第143話「花の下にて 春死なん♪」

     

季蕎麦めぐり()

 

☆望月の桜

 ねがはくは 花のしたにて 春死なむ

そのきさらぎの 望月のころ♪

西 行

  死ぬならば、「如月の望月のころ」と願った西行。その日は釈迦入滅の日の二月十五日(旧暦)、新暦でいえば3月29日ごろのことであるが、実際に彼が亡くなったのも「望月の翌日」、花咲き誇るころだった。その尊厳な死ゆえに、この歌には凛とした美しさが漂っている。

 現代の日本列島各地に咲き誇る桜は、西行の時代よりもっと華やかかもしれない。

 花弁は小さく、色は淡いのに、こんなにも華やかな景色をつくることのできる桜はほんとうに摩訶不思議な花である。その淡い桜色をした花びらが宙に舞い上がれば胸がときめき、落花すれば切なくなる。そんな甘美さは日本人にしか分からないだろう。

 だから、われわれは桜咲く春を一年の始まりにして、入学、入社には初な胸をときめかせたりしてきた。

 そうして、そのときめきを食べ物に閉じ込めようと、桜茶や桜餅を味わい、桜切り(蕎麦)を啜り、行く春を満喫しできた。

 日本人なら、そんな美しき情感と慣習を捨ててはならないと思う。

  ほしひかる

 

☆日本の桜

 ところが最近、ときめきの春を冒涜するような動きがあるらしい。

 それは大学の秋入学制度への動きである。理由はグローバルの波に乗り遅れないためだという。またひとつ美しい「和」が消えてしまうのかと落胆していたところへ重ねて、某という人がある誌に、こんな9 月入学推進論を述べていた。

 それによると、「世界を見ても、4月入学はわずか7カ国、9 月入学が圧倒的に多く106カ国、10 月入学は28カ国、1 月入学31カ国。とくに先進国欧米では8割が9月入学だ」と。
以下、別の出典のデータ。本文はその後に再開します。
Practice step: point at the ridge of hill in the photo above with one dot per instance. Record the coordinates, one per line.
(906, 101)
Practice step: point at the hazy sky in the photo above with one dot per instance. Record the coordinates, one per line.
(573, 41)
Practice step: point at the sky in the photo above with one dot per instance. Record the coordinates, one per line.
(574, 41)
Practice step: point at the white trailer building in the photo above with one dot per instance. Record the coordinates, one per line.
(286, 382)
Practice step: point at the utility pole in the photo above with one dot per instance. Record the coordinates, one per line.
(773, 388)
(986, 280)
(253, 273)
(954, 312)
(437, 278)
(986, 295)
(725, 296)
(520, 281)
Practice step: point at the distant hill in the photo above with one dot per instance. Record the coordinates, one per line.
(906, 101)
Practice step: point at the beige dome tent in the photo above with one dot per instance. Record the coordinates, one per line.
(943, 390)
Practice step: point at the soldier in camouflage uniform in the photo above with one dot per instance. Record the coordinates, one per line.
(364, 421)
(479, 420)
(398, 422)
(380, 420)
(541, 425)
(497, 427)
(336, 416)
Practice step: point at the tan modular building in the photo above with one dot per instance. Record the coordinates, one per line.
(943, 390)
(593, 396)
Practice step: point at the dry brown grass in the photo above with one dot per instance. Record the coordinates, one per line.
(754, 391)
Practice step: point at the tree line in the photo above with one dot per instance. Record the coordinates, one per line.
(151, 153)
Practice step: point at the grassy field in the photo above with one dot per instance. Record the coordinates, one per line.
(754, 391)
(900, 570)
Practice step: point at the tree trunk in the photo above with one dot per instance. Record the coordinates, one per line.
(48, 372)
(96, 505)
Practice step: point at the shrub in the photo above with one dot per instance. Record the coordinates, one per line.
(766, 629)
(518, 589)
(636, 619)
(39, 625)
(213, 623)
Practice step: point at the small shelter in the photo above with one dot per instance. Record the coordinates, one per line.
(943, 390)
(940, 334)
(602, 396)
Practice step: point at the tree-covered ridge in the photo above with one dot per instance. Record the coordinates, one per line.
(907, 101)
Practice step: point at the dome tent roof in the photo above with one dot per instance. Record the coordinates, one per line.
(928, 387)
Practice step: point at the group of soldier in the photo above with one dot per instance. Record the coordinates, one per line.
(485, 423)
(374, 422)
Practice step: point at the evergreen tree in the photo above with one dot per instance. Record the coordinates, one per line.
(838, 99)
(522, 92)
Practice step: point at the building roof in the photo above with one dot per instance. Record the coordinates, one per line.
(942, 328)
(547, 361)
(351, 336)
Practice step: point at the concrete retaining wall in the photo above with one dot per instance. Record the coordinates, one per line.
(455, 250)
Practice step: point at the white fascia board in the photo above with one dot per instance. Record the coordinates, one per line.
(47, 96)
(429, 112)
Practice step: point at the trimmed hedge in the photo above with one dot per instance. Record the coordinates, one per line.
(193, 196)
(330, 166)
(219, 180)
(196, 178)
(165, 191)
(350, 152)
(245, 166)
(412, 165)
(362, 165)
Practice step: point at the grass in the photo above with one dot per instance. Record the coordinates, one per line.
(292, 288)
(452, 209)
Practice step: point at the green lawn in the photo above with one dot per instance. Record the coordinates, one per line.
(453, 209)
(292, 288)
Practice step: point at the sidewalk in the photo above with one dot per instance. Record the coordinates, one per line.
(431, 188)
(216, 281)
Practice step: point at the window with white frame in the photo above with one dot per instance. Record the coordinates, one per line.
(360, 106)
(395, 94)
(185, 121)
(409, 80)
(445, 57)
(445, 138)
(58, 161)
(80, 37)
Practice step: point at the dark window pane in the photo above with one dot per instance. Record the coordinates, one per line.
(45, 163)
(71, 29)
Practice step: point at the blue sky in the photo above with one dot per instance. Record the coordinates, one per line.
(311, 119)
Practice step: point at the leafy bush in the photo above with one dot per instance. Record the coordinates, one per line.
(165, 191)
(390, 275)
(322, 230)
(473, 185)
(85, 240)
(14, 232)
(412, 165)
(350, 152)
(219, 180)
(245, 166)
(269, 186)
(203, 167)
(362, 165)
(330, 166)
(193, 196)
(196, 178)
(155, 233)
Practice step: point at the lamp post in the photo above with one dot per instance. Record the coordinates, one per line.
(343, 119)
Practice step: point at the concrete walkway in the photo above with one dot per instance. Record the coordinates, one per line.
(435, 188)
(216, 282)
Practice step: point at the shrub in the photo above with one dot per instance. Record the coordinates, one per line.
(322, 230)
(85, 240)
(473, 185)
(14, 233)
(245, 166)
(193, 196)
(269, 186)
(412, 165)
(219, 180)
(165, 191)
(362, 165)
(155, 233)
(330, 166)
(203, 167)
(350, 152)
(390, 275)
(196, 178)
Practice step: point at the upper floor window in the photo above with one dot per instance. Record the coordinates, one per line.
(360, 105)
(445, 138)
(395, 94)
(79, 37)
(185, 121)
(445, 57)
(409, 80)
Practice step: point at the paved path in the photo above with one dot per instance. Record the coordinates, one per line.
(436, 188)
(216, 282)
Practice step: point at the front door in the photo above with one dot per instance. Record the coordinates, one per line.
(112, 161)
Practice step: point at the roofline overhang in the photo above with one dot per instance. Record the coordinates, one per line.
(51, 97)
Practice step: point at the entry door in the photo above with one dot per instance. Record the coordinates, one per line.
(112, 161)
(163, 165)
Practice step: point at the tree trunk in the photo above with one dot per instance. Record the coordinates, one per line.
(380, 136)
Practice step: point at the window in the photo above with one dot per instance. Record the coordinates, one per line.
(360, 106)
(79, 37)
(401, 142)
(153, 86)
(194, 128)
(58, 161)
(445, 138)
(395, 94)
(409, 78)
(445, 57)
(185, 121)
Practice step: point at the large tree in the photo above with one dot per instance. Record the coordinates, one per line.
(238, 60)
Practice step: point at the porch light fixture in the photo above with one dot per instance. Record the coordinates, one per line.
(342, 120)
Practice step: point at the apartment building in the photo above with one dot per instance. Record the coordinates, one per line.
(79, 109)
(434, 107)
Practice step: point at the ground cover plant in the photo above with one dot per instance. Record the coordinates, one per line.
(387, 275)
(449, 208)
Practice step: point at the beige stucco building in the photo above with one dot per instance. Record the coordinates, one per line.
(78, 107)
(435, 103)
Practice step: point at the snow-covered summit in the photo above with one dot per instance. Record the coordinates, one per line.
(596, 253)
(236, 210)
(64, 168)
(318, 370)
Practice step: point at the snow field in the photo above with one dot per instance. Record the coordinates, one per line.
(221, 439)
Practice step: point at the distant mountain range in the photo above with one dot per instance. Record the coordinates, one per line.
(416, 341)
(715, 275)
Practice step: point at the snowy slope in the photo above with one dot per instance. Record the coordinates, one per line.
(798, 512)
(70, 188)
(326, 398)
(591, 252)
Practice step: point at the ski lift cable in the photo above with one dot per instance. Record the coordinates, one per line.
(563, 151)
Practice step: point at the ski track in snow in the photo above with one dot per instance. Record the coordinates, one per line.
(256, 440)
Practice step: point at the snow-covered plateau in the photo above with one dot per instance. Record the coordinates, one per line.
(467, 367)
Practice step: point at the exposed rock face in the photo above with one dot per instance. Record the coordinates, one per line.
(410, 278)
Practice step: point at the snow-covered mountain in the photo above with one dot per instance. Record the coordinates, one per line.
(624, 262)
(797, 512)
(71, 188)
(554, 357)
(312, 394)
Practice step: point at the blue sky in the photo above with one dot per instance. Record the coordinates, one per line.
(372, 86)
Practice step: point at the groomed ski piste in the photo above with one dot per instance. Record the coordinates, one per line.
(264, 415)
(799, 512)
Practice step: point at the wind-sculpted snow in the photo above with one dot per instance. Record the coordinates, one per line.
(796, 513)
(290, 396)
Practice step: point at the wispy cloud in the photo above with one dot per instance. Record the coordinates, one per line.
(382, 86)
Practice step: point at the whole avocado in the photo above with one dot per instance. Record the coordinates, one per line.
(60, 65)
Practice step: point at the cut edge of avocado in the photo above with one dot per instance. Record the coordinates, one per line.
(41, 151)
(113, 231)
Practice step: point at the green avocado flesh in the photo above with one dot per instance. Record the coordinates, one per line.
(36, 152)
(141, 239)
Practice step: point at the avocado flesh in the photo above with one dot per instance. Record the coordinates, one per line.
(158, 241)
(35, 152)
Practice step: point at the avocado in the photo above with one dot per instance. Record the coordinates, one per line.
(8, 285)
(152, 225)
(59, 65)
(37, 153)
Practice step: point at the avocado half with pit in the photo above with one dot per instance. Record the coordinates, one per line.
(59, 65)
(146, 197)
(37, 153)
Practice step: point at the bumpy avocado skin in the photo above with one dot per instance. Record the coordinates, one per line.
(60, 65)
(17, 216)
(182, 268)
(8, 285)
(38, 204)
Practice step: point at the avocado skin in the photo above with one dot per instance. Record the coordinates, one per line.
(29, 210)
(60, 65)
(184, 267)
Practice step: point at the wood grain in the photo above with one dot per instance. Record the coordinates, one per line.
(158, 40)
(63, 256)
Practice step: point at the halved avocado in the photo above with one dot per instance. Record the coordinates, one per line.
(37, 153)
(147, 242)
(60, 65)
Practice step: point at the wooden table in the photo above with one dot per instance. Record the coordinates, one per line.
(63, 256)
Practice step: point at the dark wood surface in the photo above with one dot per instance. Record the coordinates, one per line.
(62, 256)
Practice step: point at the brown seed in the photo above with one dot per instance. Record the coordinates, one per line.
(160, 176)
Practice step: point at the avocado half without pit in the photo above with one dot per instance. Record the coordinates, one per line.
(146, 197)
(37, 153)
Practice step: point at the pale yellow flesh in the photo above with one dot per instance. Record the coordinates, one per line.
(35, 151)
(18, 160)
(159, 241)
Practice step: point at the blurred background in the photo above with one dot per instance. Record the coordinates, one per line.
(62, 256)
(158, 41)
 なぜ「独自性、多様性」を認めないのだろうか。それに「先進国」ときた。これには思わず笑ってしまった。まるで明治時代の遣欧使節団の報告書「先進国はこうだ。日本は遅れている」式の感覚である。

 なぜ皆、こうも「グローバル」という妙な殺し文句に弱いのだろうか。それにはたぶんファストフードのように、「た易い」ところがあるからだろう。グローバルというのは、入り易く、底が浅いものだ。

 真の文化とは奥深い。だから、「底の浅さ」を推進し、「奥深さ」を否定することになれば、それはその国の根を枯らすことになるのである。

 

☆さくら咲くころ桜切り

 「さくら咲くころ桜切りを楽しもう」。そんな粋な呼びかけが仲間から沸き上がり、十数名が集まった。場所は東浦和の「蕎楽房 一邑」という蕎麦屋さん。

 桜隧道を通って店に向かう。続く桜並木を見上げれば、花びらがヴァイオリンの音にのって宙を舞う。

 目指す「一邑」は、店内から咲き誇る桜樹が見える所に在った。贅沢な花見所だ。

 みな揃ったところで、さっそく乾杯。蕎麦前(日本酒)には桜の花が浮かんでいる。お摘みの《板わさ》にも桜がデザインしてある。小判型をした特別の玉子焼の上にも花びらがのっている。みんな、幹事さんの粋な計らいだ。

 お酒がすすみ、蕎麦談義も夢の中。

 当然、ソバリエが企画した花見の締めは奇麗な桜切り。スルスルスルッと啜れば、微かに桜の香りが漂う。

 目線を外に移してみると、一陣の風が花吹雪となり、花弁群が哀しげなピアノのトレモロに合わせて落花していた。